The subject property is located on a Palm Beach canal (the Property). It is the residence of the Davies family and is jointly owned by the Davies and their relatives (the Plaintiffs).

The Property is subject to a stormwater easement in favour of the Council, which contains a pipeline for the Council’s drainage system. The pipe is in the backyard and connects to a pipe under the road at the front of the Property, which transports stormwater from the road to the canal.

The easement granted the Council a right to enter the Property, “… for all purposes incidental to the construction, use and maintenance of the drainage works and thereafter forever to use and maintain sewers, drains or pipes in connection therewith.” It did not impose an express obligation on the Council to carry out repairs and maintenance.

A retaining wall was constructed over the easement prior to the Plaintiffs’ purchase of the Property. The Council contended this was done without approval (although his Honour found against the Council in this regard). The retaining wall sank and cracked, and significant sinkholes and subsidence also occurred in the backyard, in the vicinity of the easement (the Damage).

The Plaintiffs and Council were in dispute for some years as to who was responsible for repairing the Damage.

Issues and evidence

The Plaintiffs’ claim against the Council was based in nuisance whereby they sought an injunction and damages.

The Plaintiffs argued that, although the Council had no express obligations to maintain or repair, the terms of the easement granted access to the Property to maintain the drainage works, which enabled the Council to prevent unreasonable interference with or damage to the Property. Further, the Council was not authorised to unreasonably interfere with the Plaintiffs’ use and occupancy of the Property.

The Council argued that the easement did not impose an obligation on the Council to rectify any damage to the Property, and that its obligations were limited to reasonable maintenance of the pipeline. Additionally, the Council argued that a retaining wall, which had been constructed prior to the Plaintiffs’ purchase of the Property, had never received Council approval.

The evidence before the Court demonstrated that:

  • Prior to the Plaintiffs’ purchase of the Property, the Council was aware of the existence of gaps in the joins of the pipe. This prompted Council employees to conduct rectification works.

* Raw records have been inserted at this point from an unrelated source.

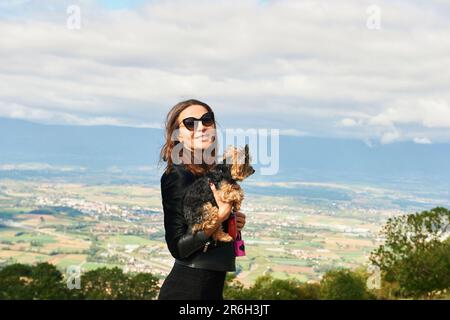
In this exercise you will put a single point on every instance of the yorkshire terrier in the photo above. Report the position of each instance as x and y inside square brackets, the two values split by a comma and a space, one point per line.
[199, 205]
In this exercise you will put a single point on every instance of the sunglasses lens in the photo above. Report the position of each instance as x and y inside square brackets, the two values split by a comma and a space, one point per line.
[208, 120]
[189, 123]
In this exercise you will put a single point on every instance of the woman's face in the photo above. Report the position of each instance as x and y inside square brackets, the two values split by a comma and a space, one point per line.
[201, 137]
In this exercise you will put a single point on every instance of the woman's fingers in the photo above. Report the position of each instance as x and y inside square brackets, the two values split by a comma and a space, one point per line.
[240, 220]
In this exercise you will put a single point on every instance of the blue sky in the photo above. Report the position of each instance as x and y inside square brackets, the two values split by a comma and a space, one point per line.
[305, 67]
[120, 4]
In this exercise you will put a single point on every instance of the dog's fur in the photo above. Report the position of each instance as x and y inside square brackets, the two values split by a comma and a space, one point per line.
[199, 205]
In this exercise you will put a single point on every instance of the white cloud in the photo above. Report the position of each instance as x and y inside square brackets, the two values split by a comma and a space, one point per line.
[390, 136]
[311, 66]
[430, 113]
[422, 140]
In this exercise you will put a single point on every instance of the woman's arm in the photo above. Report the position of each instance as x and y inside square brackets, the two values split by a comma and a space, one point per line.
[180, 241]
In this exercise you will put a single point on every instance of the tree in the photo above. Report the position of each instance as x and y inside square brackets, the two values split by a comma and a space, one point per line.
[144, 286]
[42, 281]
[112, 284]
[416, 252]
[343, 285]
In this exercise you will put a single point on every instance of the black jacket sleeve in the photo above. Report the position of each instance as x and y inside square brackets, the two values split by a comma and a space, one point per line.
[180, 241]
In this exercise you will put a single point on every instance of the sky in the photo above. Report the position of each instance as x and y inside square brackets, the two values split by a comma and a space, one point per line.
[378, 71]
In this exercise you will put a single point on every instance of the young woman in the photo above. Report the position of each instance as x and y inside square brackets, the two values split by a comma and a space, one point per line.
[189, 151]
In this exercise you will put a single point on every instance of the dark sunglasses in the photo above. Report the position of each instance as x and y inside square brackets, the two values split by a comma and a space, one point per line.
[207, 120]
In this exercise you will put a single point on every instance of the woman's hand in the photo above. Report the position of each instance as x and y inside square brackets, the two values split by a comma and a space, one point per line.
[240, 220]
[224, 207]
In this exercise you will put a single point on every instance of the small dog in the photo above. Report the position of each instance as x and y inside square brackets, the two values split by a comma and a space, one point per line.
[199, 205]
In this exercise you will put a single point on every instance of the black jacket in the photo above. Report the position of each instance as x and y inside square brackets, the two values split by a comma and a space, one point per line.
[197, 250]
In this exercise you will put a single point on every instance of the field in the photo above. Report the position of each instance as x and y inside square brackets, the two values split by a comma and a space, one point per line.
[70, 224]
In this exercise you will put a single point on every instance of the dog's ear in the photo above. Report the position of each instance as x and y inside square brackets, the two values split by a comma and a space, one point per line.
[229, 155]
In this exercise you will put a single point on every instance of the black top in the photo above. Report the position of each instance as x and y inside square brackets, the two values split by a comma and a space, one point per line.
[185, 247]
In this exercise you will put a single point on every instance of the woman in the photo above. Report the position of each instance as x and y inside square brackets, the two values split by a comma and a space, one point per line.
[200, 263]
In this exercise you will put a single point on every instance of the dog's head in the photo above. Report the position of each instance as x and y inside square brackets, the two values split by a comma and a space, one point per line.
[238, 159]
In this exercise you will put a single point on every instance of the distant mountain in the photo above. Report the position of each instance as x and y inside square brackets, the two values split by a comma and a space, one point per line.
[88, 146]
[100, 147]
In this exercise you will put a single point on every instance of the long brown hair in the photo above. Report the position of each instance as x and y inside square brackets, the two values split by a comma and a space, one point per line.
[171, 125]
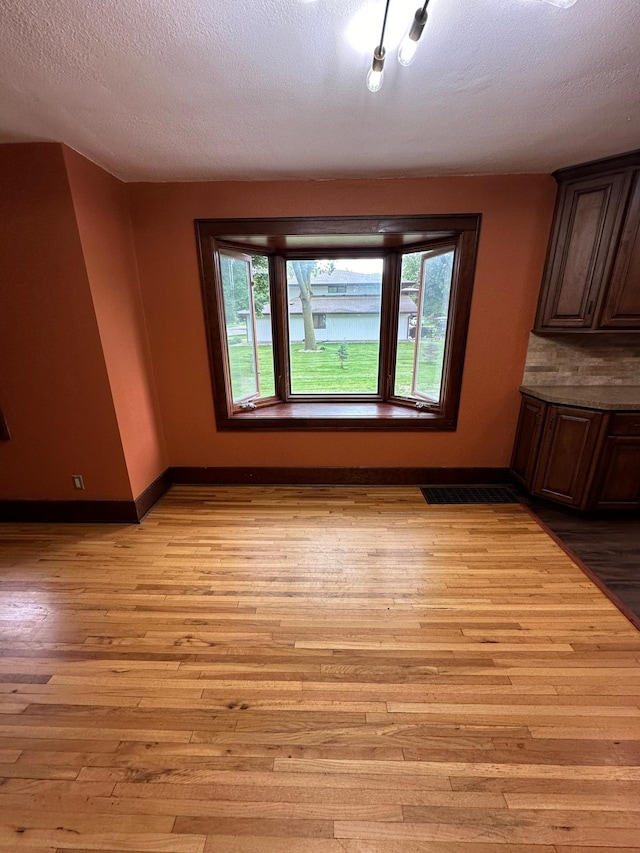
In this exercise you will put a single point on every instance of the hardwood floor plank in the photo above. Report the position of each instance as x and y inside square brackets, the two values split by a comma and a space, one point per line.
[312, 670]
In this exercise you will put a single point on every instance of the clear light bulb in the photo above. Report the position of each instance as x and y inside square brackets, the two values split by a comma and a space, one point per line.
[374, 77]
[407, 50]
[374, 80]
[409, 44]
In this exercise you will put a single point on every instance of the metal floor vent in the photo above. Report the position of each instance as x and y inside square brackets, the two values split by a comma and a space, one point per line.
[469, 495]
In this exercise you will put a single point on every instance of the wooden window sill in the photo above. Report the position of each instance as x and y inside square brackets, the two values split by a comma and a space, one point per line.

  • The works failed to prevent the continuing sinkholes and subsidence at the Property and shortly after the Davies moved into the Property, a portion of the garden within the easement and above the pipe collapsed.

  • The Council was aware of significant issues with the easement and that the Property’s backyard was at risk of collapsing.

  • After several complaints, the Council relined the pipe, however no subsequent works were performed at the Property and the subsidence issues continued to develop.

  • The cost to rectify the damage to the Property, as well as the neighbouring wall and fence, was approximately $110,000.

Decision

The Court noted that a nuisance will be caused where there is an unreasonable interference with the use and enjoyment of a person’s property [1], necessitating application of an objective test as to whether there was “an inconvenience materially interfering with the ordinary comfort physically of human existence[2]. Relevant considerations include the locality, duration, frequency and extent of the interference.

The class of persons who may be liable for nuisance comprise not only those who create the nuisance, but also those who fail to stop the nuisance. According to Judge Jarro, the pertinent issue was that the existence of the nuisance was known to the Council.

Judge Jarro found in favour of the Plaintiffs and ordered an injunction, requiring the Council to remove and replace the pipe or carry out remediation works. His Honour also ordered general damages for nuisance in the sum of $50,000 and special damages of $110,000 for the cost of repair of the Property and neighbouring fence.

Implications

The Court has made clear that, although a person may not create the source of a nuisance, if they are aware of its existence but fail to stop it, they can be found liable.

With the significant growth of suburban housing developments, utility easements have become a common aspect of residential properties. This decision serves as an important reminder for councils to address landowners’ complaints with caution, as inaction may not be without consequence.

[1] Hargrave v Goldman (1963) 110 CLR 40 at 62.

[2] Don Brass Foundry Pty Ltd v Stead (1948) 48 SR (NSW) 482 at [486]-[487].